Nutrition Recommendations for Menopause.
Any nutrition plan that focuses on fish, whole grains, fruits, vegetables, olive oil and lean meats while limiting salt intake, sweets, processed foods, refined carbohydrates, and sugar loaded drinks is optimal during the menopausal transition. Low-fat and plant-based diets (vegan and vegetarian) are associated with heart health benefits and beneficial effects on body composition. However, they may require supplementation with vitamin B12, micronutrients like iron and omega-3 fatty acids.

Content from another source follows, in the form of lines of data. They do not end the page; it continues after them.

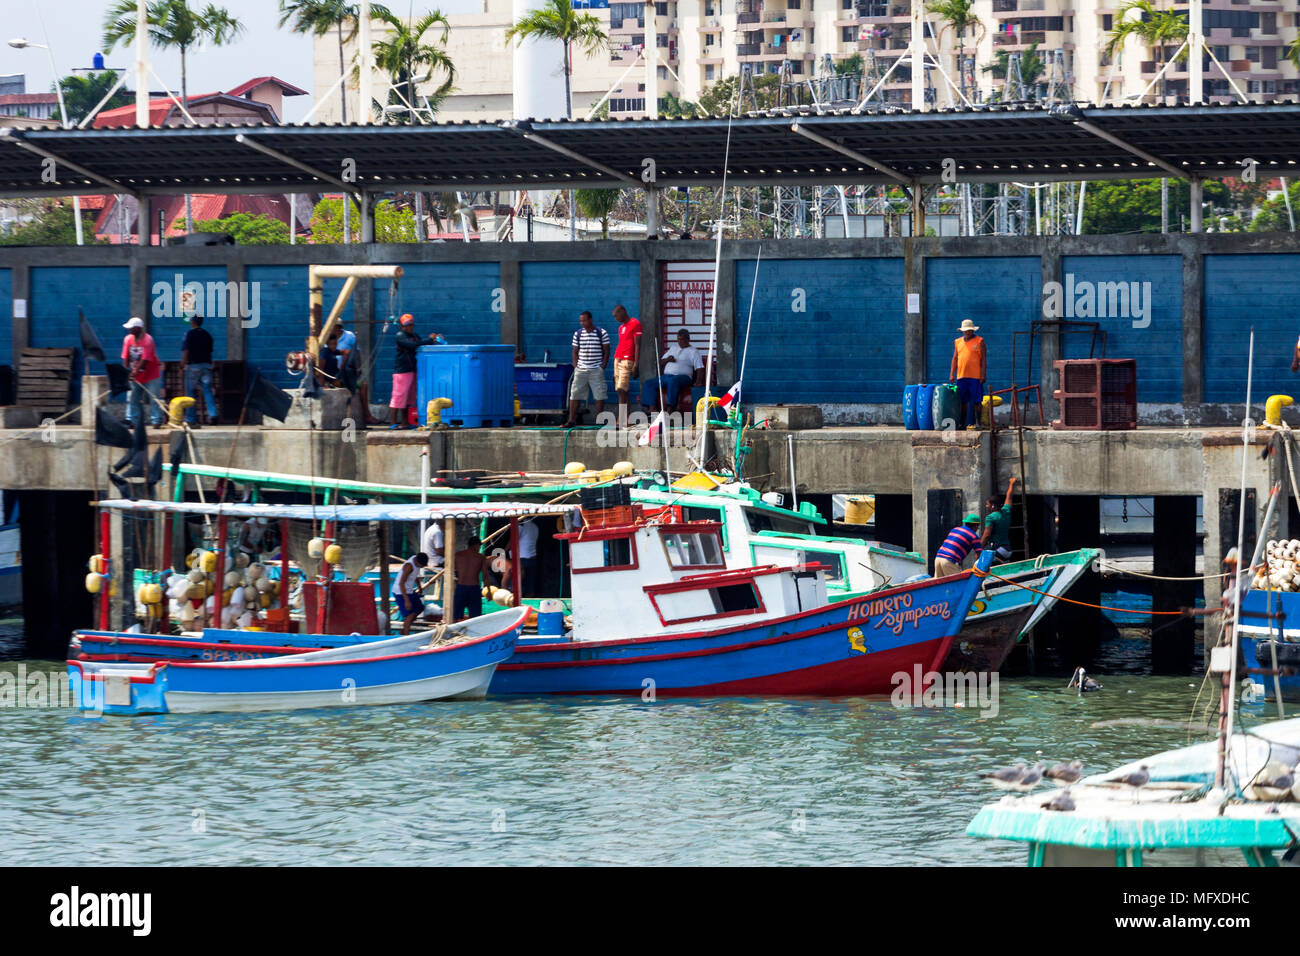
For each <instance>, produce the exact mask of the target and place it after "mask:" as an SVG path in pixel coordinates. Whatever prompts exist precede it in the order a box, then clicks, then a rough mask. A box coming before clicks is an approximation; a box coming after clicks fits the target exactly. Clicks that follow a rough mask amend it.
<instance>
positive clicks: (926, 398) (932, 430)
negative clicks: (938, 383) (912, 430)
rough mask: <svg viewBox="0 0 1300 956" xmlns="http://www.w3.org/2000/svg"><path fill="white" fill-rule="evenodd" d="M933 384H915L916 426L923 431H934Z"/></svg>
mask: <svg viewBox="0 0 1300 956" xmlns="http://www.w3.org/2000/svg"><path fill="white" fill-rule="evenodd" d="M933 402H935V386H933V385H918V386H917V428H919V429H920V431H923V432H932V431H935V412H933V407H932V406H933Z"/></svg>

There are multiple ‘diet’ plans that meet these requirements easily available. You can ask your healthcare provider for recommendations, do your own research, or consult a certified Nutritionist to create your individualized plan based on your preferences and food intolerances to make this a more sustainable approach. Three well-known food plans, or ‘diets’ also fit the requirements – The DASH diet (dietary approach to stop hypertension), the Mediterranean diet (MD), and the MIND diet (Mediterranean-DASH intervention for Neurodegenerative Delay), but they are not the only choices. These three diets, or others that decrease processed food intake and increase vegetable, fruit, whole grain and lean proteins, should help the primary prevention of bone, metabolic, and cardiovascular diseases in the postmenopausal period.

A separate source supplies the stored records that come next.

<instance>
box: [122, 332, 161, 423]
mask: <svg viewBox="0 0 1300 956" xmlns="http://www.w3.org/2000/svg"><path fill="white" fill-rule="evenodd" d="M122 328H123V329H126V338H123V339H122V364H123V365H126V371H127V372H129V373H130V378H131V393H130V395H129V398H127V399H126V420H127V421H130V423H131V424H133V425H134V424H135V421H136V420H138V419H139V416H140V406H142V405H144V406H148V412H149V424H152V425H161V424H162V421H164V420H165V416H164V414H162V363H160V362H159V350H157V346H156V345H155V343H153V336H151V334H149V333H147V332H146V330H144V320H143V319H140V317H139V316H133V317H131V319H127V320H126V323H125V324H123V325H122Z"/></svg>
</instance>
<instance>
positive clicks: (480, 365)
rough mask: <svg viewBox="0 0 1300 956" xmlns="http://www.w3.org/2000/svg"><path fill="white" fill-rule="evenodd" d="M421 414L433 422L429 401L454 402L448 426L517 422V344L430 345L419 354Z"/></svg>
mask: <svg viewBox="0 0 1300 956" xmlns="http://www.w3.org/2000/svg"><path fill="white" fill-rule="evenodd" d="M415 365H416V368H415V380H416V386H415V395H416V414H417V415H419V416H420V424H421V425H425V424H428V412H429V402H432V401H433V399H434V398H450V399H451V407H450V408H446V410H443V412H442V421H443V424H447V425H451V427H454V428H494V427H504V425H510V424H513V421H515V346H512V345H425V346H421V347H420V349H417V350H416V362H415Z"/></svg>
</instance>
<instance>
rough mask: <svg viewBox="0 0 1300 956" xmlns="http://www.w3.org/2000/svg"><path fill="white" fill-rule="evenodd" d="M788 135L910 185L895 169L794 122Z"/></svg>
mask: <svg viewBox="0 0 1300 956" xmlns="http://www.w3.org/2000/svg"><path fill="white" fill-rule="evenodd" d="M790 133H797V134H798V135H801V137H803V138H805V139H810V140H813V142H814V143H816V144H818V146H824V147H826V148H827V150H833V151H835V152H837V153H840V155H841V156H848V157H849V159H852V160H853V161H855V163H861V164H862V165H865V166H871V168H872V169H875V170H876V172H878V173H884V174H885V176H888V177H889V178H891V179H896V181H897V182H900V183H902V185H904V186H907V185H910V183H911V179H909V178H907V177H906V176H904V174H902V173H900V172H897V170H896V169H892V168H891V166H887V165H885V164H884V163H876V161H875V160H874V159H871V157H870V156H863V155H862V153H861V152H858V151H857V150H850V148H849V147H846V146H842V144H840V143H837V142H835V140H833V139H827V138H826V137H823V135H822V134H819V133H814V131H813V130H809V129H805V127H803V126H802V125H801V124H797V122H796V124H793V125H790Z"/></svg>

Phytoestrogens are natural substances that include isoflavones, lignans, coumestans, stilbenes, and flavonoids. Plant-based diets, especially those that include soy products, are rich in phytoestrogens. Studies support the idea that phytoestrogens can improve many symptoms seen during the menopause transition, including reducing hot flashes. However, as with any nutritional supplement, talk to your health care provider before using them, particularly to ensure there are no interactions with other medications or supplements you are taking.